Reinforcement learning algorithms — algorithms that enable software agents to learn in environments by trial and error using feedback — update an agent’s parameters according to one of several rules. These rules are usually discovered through years of research, and automating their discovery from data could lead to more efficient algorithms, or algorithms better adapted to specific environments.

DeepMind’s solution is a meta-learning framework that jointly discovers what a particular agent should predict and how to use the predictions for policy improvement. (In reinforcement learning, a “policy” defines the learning agent’s way of behaving at a given time.) Their architecture — learned policy gradient (LGP) — allows the update rule (that is, the meta-learner) to decide what the agent’s outputs should be predicting while the framework discovers rules via multiple learning agents, each of which interacts with a different environment.

In experiments, the researchers evaluated the LPG directly on complex Atari games including Tutankham, Breakout, and Yars’ Revenge.
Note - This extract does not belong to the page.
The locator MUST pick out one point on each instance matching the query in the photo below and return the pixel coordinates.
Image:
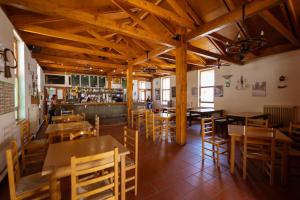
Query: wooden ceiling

They found that it generalized to the games “reasonably well” when compared with existing algorithms, despite the fact the training environments consisted of environments with basic tasks much simpler than Atari games. Moreover, the agents trained with the LPG managed to achieve “superhuman” performance on 14 games without relying on hand-designed reinforcement learning components.

The coauthors noted that LPG still lags behind some advanced reinforcement learning algorithms. But during the experiments, its generalization performance improved quickly as the number of training environments grew, suggesting it might be feasible to discover a general-purpose reinforcement learning algorithm once a larger set of environments are available for meta-training.

“The proposed approach has the potential to dramatically accelerate the process of discovering new reinforcement learning algorithms by automating the process of discovery in a data-driven way. If the proposed research direction succeeds, this could shift the research paradigm from manually developing reinforcement learning algorithms to building a proper set of environments so that the resulting algorithm is efficient,” the researchers wrote. “Additionally, the proposed approach may also serve as a tool to assist reinforcement learning researchers in developing and improving their hand-designed algorithms. In this case, the proposed approach can be used to provide insights about what a good update rule looks like depending on the architecture that researchers provide as input, which could speed up the manual discovery of reinforcement learning algorithms.”